REVIEW: Science Comedian Brian Malow delivers educational humor

Staff Writer Daren Hembrador reviews the science comedian and his education act

 

By: DAREN HEMBRADOR
Staff Writer

 

The American Chemical Society and STLCC – Meramec’s Chemistry Club hosted science comedian Brian Malow on Wednesday, Feb. 25 and he performed his signature science jokes on stage in the Meramec Theater. Through his jokes, Malow enhances our way of viewing science and helps reprise the importance of a complicated and mysterious subject.

Though born in Chicago, Ill., Brian is influenced more by his childhood in Houston, Texas, and growing up reading science fiction novels from authors such as Isaac Asimov and Arthur C. Clarke.
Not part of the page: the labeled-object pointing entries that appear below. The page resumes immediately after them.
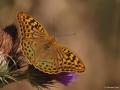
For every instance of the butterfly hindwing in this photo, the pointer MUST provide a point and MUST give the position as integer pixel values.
(70, 62)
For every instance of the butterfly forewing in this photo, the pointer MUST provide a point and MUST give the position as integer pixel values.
(69, 61)
(43, 51)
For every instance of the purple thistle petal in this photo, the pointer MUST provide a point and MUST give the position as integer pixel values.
(66, 77)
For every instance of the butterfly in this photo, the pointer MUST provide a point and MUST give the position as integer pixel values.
(43, 51)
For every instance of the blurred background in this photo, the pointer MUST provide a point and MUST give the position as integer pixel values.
(91, 28)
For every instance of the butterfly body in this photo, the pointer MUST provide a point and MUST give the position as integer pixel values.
(43, 51)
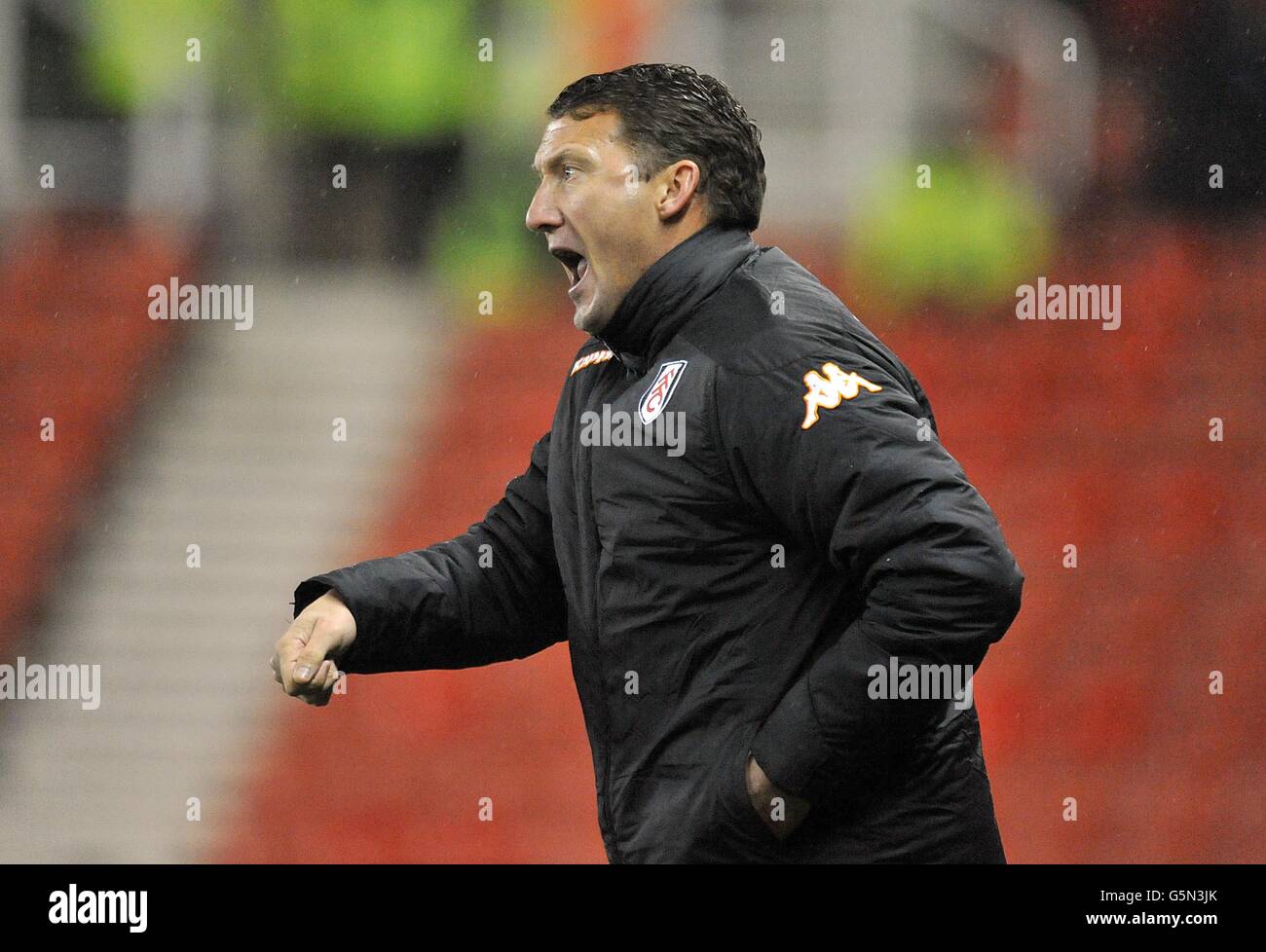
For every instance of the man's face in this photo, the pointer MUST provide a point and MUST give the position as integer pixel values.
(596, 213)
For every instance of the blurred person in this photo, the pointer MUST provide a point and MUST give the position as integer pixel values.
(732, 609)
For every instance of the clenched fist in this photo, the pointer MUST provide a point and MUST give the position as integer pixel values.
(303, 660)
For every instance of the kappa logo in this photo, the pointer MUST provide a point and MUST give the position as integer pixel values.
(827, 388)
(658, 394)
(589, 360)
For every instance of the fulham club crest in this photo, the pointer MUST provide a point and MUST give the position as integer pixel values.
(659, 391)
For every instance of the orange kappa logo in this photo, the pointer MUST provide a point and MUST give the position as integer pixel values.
(827, 388)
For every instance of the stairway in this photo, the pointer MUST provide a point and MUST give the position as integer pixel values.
(236, 456)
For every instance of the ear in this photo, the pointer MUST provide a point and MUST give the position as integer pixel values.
(678, 185)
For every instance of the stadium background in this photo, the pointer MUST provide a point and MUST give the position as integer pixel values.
(367, 308)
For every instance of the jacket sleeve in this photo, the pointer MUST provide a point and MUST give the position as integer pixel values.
(852, 468)
(493, 594)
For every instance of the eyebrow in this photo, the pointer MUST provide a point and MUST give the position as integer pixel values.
(566, 152)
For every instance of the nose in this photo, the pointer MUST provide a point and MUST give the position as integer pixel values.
(543, 213)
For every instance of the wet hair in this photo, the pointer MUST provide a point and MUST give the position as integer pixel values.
(669, 113)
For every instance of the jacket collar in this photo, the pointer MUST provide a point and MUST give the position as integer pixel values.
(671, 290)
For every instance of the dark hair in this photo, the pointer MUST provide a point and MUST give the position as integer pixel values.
(669, 113)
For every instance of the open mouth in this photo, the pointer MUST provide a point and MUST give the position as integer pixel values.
(574, 264)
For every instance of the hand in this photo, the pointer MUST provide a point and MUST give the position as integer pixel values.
(763, 791)
(303, 660)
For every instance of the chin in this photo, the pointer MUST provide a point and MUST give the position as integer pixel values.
(589, 321)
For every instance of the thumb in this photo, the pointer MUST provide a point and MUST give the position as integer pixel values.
(317, 647)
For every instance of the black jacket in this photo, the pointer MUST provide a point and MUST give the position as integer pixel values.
(732, 594)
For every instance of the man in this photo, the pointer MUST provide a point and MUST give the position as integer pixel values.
(730, 602)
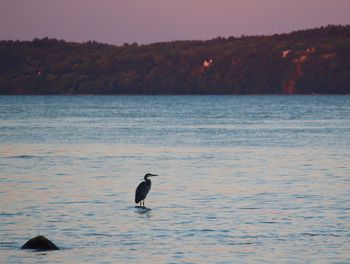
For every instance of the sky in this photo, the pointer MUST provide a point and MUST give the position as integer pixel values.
(148, 21)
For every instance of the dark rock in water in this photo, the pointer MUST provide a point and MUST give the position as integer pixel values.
(39, 243)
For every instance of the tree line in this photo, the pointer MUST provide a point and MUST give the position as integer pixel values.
(314, 61)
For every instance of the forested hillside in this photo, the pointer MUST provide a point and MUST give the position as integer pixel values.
(315, 61)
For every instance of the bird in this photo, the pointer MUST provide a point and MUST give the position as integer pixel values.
(143, 189)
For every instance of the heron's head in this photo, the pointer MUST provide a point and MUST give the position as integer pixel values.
(149, 175)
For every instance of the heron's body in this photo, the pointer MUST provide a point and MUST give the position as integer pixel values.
(143, 189)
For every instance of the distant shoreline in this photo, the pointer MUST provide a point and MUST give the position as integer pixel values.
(314, 61)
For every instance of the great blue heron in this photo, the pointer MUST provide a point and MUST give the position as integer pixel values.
(143, 189)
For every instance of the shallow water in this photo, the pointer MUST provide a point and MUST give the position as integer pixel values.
(242, 178)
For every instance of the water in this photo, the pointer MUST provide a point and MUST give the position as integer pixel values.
(242, 179)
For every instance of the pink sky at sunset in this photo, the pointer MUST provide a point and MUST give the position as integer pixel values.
(147, 21)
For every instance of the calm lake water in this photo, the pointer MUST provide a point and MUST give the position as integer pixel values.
(242, 178)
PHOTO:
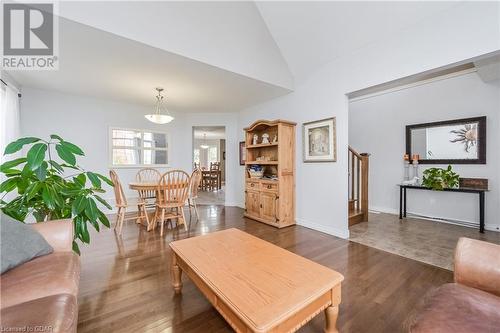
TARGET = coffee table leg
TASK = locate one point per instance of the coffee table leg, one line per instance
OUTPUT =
(176, 275)
(332, 312)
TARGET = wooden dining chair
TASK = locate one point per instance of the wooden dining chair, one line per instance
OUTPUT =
(171, 197)
(122, 204)
(148, 175)
(194, 184)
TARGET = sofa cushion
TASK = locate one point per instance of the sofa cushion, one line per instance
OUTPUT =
(56, 313)
(457, 308)
(56, 273)
(19, 243)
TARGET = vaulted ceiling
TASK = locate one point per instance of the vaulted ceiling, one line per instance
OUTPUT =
(313, 33)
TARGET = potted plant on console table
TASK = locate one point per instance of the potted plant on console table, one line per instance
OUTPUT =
(47, 191)
(439, 179)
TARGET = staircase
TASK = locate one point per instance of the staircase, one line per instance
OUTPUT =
(358, 186)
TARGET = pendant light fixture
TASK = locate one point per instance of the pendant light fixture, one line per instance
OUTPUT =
(158, 117)
(204, 144)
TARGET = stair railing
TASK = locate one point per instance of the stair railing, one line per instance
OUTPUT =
(358, 181)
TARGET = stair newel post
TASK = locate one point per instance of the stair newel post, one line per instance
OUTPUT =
(365, 161)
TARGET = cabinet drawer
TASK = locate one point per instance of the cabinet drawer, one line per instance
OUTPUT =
(253, 185)
(269, 187)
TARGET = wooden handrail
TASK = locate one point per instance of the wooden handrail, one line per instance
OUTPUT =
(358, 181)
(355, 153)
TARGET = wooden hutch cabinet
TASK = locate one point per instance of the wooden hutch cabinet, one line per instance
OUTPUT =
(271, 198)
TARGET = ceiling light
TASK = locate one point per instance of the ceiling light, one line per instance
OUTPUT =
(158, 117)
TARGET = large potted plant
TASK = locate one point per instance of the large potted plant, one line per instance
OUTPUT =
(50, 189)
(439, 179)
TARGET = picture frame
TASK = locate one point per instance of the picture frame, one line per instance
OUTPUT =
(242, 153)
(319, 141)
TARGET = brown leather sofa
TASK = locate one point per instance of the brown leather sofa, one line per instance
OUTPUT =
(472, 303)
(41, 295)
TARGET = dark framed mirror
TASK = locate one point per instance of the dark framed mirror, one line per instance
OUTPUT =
(459, 141)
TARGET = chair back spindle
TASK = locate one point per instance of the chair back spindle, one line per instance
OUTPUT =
(194, 183)
(148, 175)
(120, 199)
(173, 187)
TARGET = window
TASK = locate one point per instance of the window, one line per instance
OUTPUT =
(138, 148)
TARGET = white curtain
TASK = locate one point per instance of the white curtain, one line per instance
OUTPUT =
(9, 118)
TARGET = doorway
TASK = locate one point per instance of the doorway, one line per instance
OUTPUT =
(209, 155)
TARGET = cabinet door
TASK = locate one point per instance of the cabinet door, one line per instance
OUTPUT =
(268, 206)
(252, 204)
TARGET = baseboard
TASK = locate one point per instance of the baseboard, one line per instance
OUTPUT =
(231, 204)
(325, 229)
(469, 224)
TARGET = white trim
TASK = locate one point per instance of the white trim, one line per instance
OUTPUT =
(136, 166)
(414, 84)
(341, 233)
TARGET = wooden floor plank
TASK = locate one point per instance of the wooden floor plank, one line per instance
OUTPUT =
(125, 282)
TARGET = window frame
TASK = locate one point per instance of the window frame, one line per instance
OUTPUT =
(141, 148)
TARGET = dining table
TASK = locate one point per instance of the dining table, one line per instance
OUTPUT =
(148, 187)
(207, 174)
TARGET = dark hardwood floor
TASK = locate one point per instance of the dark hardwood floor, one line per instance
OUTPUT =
(125, 281)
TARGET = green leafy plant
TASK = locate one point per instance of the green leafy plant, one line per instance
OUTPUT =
(50, 189)
(439, 179)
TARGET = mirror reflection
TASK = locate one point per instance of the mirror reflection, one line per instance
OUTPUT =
(446, 142)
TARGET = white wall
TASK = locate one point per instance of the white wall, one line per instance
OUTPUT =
(227, 34)
(377, 126)
(466, 31)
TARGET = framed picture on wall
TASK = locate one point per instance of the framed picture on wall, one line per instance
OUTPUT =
(243, 153)
(319, 139)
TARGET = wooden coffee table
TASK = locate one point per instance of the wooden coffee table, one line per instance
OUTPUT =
(257, 286)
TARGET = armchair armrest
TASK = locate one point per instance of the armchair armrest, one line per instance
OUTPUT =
(477, 265)
(58, 233)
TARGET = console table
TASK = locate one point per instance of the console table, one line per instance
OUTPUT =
(480, 192)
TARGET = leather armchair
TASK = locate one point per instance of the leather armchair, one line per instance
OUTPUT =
(477, 265)
(58, 233)
(42, 293)
(472, 303)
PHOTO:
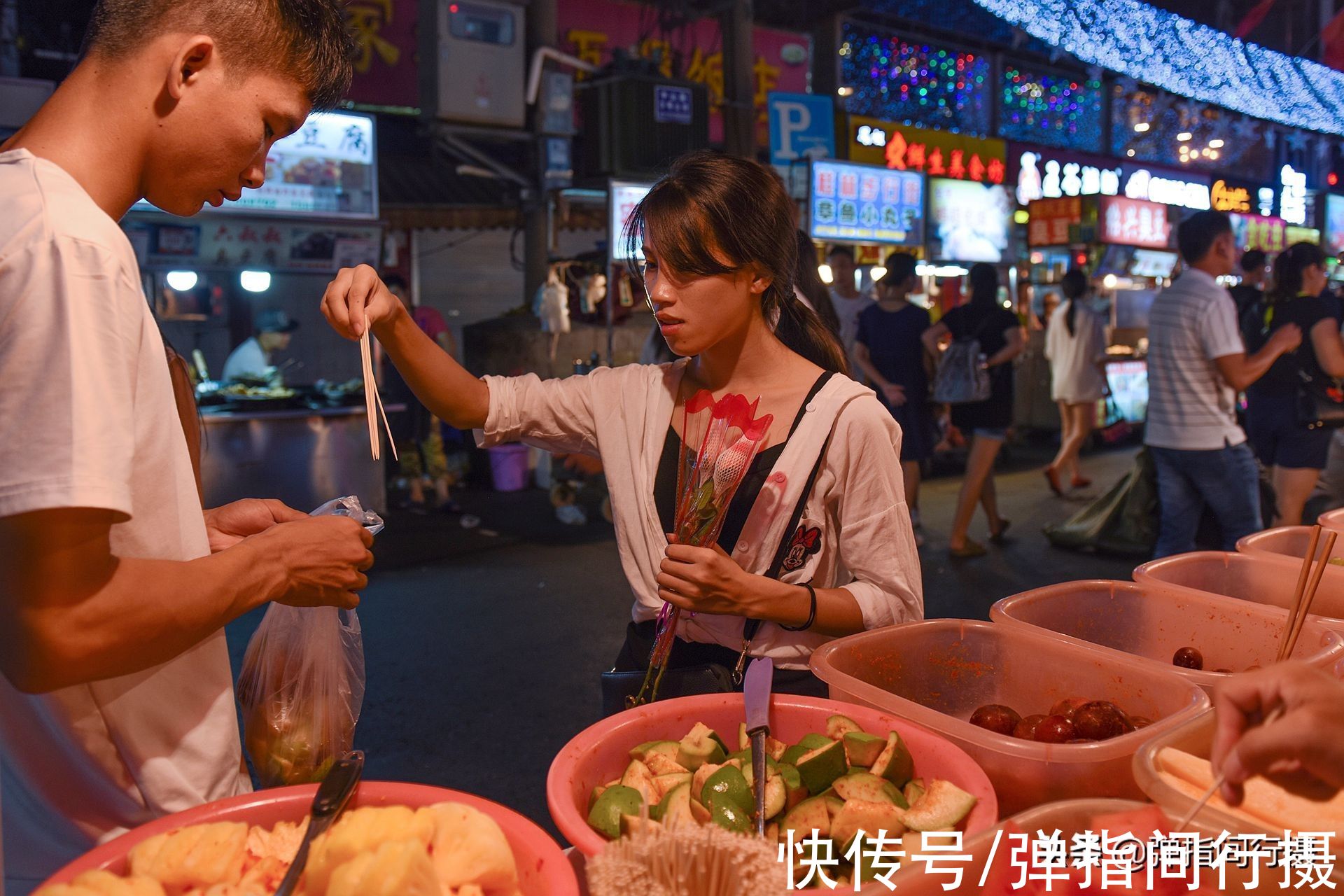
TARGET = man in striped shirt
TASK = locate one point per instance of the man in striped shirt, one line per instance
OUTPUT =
(1196, 365)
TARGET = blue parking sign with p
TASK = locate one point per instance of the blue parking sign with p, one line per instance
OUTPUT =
(802, 128)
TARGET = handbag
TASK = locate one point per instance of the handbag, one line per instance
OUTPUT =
(710, 678)
(962, 377)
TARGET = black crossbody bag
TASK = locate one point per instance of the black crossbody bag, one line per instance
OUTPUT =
(710, 678)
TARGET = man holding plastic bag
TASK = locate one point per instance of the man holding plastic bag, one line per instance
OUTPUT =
(116, 697)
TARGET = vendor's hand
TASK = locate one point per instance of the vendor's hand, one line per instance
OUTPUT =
(1310, 735)
(894, 394)
(702, 580)
(321, 561)
(355, 293)
(232, 523)
(1287, 337)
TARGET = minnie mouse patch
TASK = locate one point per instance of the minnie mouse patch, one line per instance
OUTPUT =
(806, 542)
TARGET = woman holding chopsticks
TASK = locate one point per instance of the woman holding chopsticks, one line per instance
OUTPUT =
(816, 542)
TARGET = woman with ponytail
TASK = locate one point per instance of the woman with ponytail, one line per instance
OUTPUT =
(720, 262)
(1075, 346)
(1294, 453)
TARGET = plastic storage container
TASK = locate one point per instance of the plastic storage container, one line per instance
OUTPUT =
(1260, 578)
(1154, 625)
(510, 468)
(601, 751)
(939, 672)
(1285, 540)
(1195, 736)
(1069, 817)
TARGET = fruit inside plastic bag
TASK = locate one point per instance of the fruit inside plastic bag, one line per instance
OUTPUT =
(302, 681)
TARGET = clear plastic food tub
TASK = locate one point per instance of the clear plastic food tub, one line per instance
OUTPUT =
(1194, 736)
(939, 672)
(1069, 817)
(1154, 625)
(1260, 578)
(1284, 540)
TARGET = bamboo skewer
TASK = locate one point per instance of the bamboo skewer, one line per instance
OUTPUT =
(1307, 586)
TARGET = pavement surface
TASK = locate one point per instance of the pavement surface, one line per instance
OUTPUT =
(483, 647)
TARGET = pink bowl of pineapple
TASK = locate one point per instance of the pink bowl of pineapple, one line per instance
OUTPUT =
(832, 767)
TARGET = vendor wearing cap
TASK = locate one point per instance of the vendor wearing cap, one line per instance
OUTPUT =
(252, 359)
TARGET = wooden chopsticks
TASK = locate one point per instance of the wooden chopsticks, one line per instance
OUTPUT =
(371, 398)
(1308, 580)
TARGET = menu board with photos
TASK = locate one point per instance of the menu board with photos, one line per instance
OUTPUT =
(863, 203)
(328, 168)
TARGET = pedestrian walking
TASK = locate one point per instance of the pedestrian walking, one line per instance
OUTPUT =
(1075, 346)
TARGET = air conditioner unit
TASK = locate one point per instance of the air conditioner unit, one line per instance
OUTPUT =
(479, 64)
(635, 125)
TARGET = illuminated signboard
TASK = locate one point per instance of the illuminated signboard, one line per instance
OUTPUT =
(1260, 232)
(1133, 222)
(1145, 184)
(1292, 197)
(1041, 176)
(1051, 219)
(624, 197)
(328, 168)
(1233, 198)
(937, 153)
(968, 222)
(862, 203)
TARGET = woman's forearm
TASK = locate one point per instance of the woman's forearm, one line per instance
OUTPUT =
(773, 601)
(444, 386)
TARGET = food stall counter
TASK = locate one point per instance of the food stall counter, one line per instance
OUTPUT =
(302, 456)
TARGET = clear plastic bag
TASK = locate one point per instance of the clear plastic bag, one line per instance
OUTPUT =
(302, 681)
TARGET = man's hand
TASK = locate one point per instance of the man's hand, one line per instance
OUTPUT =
(894, 394)
(232, 523)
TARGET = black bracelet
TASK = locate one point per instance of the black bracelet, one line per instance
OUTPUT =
(812, 613)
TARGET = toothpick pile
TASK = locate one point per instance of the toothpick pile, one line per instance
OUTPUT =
(1308, 582)
(372, 398)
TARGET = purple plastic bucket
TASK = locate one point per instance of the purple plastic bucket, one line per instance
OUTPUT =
(508, 468)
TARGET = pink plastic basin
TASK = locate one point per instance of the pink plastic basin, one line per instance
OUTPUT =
(1285, 540)
(542, 867)
(1260, 578)
(1154, 625)
(601, 752)
(939, 672)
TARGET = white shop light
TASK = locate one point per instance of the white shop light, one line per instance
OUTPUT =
(182, 281)
(254, 281)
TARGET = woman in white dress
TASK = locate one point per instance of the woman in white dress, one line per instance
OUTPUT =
(1075, 344)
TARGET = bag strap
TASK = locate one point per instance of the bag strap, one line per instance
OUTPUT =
(752, 626)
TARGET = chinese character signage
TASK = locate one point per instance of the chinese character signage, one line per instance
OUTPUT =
(863, 203)
(328, 168)
(1051, 220)
(385, 55)
(1260, 232)
(592, 30)
(937, 153)
(968, 222)
(1042, 174)
(624, 197)
(1133, 222)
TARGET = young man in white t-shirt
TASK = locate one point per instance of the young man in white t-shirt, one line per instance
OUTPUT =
(848, 301)
(116, 699)
(1196, 365)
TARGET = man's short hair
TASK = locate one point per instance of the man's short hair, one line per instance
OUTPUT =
(304, 39)
(1253, 260)
(1196, 234)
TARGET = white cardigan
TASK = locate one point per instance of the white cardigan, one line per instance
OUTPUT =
(858, 503)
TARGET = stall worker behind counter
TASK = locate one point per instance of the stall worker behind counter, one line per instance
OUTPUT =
(252, 358)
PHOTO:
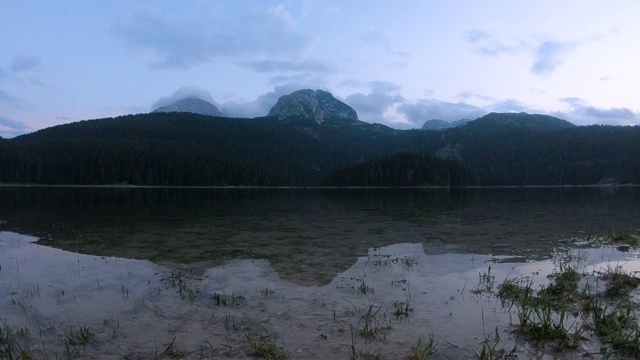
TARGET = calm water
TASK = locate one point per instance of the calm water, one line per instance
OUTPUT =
(292, 258)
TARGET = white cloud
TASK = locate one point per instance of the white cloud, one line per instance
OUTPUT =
(269, 34)
(21, 63)
(581, 113)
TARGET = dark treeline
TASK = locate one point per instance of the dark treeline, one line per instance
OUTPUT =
(404, 169)
(195, 150)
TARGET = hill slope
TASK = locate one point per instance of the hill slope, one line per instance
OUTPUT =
(191, 149)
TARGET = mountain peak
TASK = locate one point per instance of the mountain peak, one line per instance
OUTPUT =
(521, 120)
(318, 105)
(193, 105)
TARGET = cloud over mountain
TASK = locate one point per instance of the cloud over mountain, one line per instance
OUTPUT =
(184, 93)
(269, 34)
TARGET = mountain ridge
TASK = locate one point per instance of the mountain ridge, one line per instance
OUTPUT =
(192, 105)
(318, 105)
(187, 149)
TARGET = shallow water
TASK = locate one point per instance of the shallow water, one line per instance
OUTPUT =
(301, 269)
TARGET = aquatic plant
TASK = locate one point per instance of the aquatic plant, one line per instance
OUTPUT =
(423, 349)
(403, 308)
(619, 283)
(486, 282)
(265, 349)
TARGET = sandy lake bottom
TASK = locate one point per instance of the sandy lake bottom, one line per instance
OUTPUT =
(60, 304)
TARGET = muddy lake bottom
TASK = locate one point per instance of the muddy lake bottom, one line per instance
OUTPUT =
(59, 304)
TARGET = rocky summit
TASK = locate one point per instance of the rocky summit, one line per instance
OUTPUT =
(318, 105)
(192, 105)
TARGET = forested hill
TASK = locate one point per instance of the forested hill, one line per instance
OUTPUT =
(197, 150)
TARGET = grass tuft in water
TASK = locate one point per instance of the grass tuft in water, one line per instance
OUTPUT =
(486, 282)
(264, 349)
(10, 345)
(619, 283)
(423, 349)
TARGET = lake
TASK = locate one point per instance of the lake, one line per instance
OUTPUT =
(141, 273)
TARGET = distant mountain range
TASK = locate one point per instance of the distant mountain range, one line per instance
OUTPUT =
(192, 105)
(309, 138)
(437, 124)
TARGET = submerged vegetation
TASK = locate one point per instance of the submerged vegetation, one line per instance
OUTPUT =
(570, 309)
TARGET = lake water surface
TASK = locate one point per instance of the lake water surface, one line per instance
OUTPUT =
(160, 273)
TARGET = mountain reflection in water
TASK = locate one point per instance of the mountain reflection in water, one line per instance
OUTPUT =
(309, 235)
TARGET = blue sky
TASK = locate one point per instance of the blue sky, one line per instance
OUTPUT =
(399, 63)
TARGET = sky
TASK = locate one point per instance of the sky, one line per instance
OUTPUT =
(398, 63)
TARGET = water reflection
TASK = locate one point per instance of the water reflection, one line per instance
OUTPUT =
(310, 234)
(137, 309)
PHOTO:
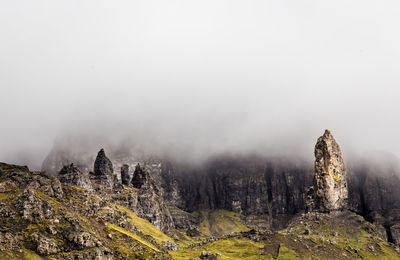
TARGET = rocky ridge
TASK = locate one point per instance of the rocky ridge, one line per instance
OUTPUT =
(165, 210)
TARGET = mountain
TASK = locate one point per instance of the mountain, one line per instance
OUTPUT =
(229, 207)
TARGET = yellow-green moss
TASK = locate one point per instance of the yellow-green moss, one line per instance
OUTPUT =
(336, 178)
(286, 253)
(143, 225)
(136, 237)
(221, 222)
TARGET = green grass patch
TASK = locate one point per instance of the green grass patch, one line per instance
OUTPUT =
(136, 237)
(221, 222)
(143, 225)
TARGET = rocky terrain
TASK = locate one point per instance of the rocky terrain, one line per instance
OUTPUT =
(230, 207)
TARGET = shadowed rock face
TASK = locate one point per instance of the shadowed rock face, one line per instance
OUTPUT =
(125, 177)
(103, 165)
(140, 177)
(330, 184)
(103, 170)
(71, 175)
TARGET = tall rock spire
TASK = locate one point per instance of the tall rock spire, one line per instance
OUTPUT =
(330, 183)
(103, 165)
(103, 170)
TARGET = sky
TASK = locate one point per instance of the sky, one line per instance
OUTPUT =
(197, 78)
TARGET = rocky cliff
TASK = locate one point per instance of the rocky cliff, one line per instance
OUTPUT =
(329, 191)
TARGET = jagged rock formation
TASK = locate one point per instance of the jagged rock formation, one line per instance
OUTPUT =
(125, 176)
(148, 203)
(255, 185)
(330, 190)
(71, 175)
(103, 170)
(140, 177)
(103, 165)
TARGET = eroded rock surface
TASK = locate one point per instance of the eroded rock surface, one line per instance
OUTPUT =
(71, 175)
(330, 190)
(103, 170)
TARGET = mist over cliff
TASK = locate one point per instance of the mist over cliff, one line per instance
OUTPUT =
(193, 80)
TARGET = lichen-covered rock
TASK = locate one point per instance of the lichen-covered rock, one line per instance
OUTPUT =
(171, 246)
(208, 255)
(148, 204)
(395, 233)
(44, 245)
(32, 207)
(125, 177)
(71, 175)
(82, 239)
(330, 178)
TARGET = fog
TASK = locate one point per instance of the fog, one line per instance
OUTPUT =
(197, 78)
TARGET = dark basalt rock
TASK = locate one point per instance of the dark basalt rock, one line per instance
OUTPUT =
(125, 177)
(330, 190)
(103, 171)
(140, 177)
(71, 175)
(103, 165)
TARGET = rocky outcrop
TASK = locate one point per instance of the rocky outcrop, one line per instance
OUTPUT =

He said in one joke how he started his curiosity for science when he asked his parents why the sky was blue, and the mother said “Because I said so.”

Malow’s passion to create and write, plus his love for science — specifically physics and astronomy — prompted him to start his comedy career as he was attending the University of Texas in Austin. He said his path toward scientific comedy was a natural evolution: he himself as a comedian with a huge scientific background, was already telling scientific jokes in an early stage.

After his graduation with a liberal arts degree, he expanded his career through comedy acts in San Francisco, his science videos for The New York Times and his scientific and comedic contributions to the Neil De Grasse Tyson Radio Show. He has also performed for various tech companies such as Apple, Microsoft and Google. Now residing in Raleigh, N.C., Malow works at the North Carolina Museum of Natural Science helping researchers communicate science toward a general audience and blogs for Scientific American.

Malow explained how he inspires most of his jokes through simple interactions and observations in life such as talking to a friend or reading a science article. He said that the idea of the joke flourishes as he investigates and records more on the subject at hand and gets in the zone of writing. He also explains the process as mining and sieving through ore until you find a nugget of gold. The analogy goes as well with the right audience to perform his jokes and the necessity of knowing your audience — like testing the water situation.

Malow also reiterated the importance of setting up the facts and pieces for a joke and clarifying the act in order for the audience to understand getting the idea from teaching researchers and developers how to be better communicators.

Malow’s jokes are not only hilarious, but educational as well. His jokes reiterate the importance of science and the numerous connections it has on life from relationships to art and various cultures, such as his bacteria bar jokes to his magnet joke. Not only are the jokes educational, but they strive the audience to sometimes investigate the meaning of the joke, which puts science back in the spotlight.

Malow emphasized the lack of acknowledgement for science and the importance of learning the subject. Overall, Malow’s science comedy acts helps establish the importance and appreciation of science in our daily lives.